We\'re getting ready to translate our PHP website into various languages, and the gettext support in PHP looks like the way to go.
All the tutorials I see recommend
I use meaningful IDs such as "welcome_back_1" which would be "welcome back, %1" etc. I always have English as my "base" language so in the worst case scenario when a specific language doesn't have a message ID, I fall-back on English.
I don't like to use actual English phrases as message ID's because if the English changes so does the ID. This might not affect you much if you use some automated tools, but it bothers me. I don't like to use simple codes (like msg3975) because they don't mean anything, so reading the code is more difficult unless you litter comments everywhere.
The reason for the IDs being English is so that the ID is returned if the translation fails for whatever reason - the translation for the current language and token not being available, or other errors. That of course assumes the developer is writing the original English text, not some documentation person.
Also if the English text changes then probably the other translations need to be updated?
In practice we also use Pure IDs rather than then English text, but it does mean we have to do lots of extra work to default to English.
In addition to the considerations above, there are many cases where you'd want the "key" (msgid) to be different from the source text (English). For example, in the HTML view, I might want to say [yyyy] where the destination and label of that anchor tag depend on the locale of the user. E.g. it might be a link to a social network, and in US it would be Facebook but in China it would be Weibo. So the MsgIds might be something like socialSiteUrl and socialSiteLabel.
I use a mix.
For basic strings that I don't think will have conflicts/changes/weird meanings, I'll make the key be the same as the English.
In a word don't do this.
The same word/phrase in English can often enough have more than one meaning, and each meaning a different translation.
Define mnemonic ids for your strings,and treat English as just another language.
Agree with other posters that id numbers in code are a nightmare for code readability.
Ex localisation engineer
At the end of the day, a translator should be able to sit down and change the texts for every language (so they match in meaning) without having to involve the programmer that already did his/her job.
This makes me feel like the proper answer is to use a modified version of gettext where you put strings like this
_(id, backup_text, context)
_('ABOUT_ME', 'About Me', 'HOMEPAGE')
context being optional
why like this? because you need to identify text in the system using unique ID's not english text that could get repeated elsewhere.

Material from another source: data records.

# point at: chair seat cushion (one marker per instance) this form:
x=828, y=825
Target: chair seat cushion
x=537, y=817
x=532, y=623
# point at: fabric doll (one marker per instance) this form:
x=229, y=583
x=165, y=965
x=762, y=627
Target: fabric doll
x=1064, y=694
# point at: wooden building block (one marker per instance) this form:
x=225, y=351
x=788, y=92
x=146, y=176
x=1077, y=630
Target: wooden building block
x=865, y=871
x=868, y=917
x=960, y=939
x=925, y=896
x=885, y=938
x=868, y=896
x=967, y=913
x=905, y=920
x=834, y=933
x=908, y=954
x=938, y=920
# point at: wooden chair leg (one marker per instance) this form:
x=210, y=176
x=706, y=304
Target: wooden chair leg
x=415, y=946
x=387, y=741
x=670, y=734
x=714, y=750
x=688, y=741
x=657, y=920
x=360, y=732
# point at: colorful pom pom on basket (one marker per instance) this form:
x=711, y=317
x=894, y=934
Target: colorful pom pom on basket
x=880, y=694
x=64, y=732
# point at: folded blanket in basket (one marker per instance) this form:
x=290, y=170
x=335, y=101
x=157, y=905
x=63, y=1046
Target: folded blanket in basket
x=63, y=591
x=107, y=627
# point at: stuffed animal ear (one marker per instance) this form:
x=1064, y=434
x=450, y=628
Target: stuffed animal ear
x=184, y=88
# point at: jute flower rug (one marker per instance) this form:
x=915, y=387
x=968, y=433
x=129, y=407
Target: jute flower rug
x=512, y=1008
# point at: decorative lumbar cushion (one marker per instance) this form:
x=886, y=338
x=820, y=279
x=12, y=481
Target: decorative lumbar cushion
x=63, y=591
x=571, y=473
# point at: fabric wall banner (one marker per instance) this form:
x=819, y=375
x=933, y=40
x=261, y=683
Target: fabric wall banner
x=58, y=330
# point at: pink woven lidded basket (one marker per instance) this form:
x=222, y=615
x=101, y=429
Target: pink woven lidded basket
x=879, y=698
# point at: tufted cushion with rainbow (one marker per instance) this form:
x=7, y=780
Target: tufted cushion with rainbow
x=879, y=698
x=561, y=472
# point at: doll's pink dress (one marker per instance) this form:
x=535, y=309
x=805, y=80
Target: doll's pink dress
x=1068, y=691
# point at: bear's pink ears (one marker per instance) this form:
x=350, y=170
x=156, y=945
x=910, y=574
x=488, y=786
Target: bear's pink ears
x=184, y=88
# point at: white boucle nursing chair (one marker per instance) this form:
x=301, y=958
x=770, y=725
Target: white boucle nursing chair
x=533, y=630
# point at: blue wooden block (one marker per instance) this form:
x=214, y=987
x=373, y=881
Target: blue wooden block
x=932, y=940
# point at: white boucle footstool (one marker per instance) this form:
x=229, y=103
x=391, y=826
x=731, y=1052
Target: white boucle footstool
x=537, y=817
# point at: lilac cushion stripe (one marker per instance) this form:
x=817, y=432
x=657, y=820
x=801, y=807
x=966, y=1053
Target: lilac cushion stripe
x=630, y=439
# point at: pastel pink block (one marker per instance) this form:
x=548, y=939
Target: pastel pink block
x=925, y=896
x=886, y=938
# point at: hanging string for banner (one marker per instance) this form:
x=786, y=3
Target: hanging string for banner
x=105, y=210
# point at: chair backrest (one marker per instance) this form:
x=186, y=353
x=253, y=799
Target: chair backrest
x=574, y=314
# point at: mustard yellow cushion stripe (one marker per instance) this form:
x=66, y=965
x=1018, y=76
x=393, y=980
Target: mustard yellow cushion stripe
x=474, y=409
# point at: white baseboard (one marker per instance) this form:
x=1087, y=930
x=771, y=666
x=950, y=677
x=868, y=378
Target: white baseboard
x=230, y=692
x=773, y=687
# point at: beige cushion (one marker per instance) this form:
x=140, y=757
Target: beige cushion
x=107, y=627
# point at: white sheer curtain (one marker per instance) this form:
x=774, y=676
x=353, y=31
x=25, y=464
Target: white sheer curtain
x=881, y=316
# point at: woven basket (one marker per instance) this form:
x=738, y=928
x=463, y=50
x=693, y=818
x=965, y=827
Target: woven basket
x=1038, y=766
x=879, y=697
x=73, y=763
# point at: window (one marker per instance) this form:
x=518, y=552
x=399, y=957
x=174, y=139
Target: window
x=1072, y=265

You should also keep the backup, id and context in the same place in your code to reduce discrepancies.
The id's also have to be readable, which brings in the problem of synonyms and duplicate use (even as ids), we could prefix the ids like this "HOMEPAGE_ABOUT_ME" or "MAIL_LETTER", but
which is why I also added the context variable at the end
the backup text can be pretty much anything, could even be "[ABOUT_ME@HOMEPAGE text failed to load, please contact example@example.com]"
It won't work with the current gettext editing programs like "poedit", but I think you can define custom variable names for translations like just "t()" without the underscore at the start.
I know that gettext also has support for contexts, but its not very well documented or widely used.
P.S. I'm not sure about the best variable order to enforce good and extendable code so suggestions are welcome.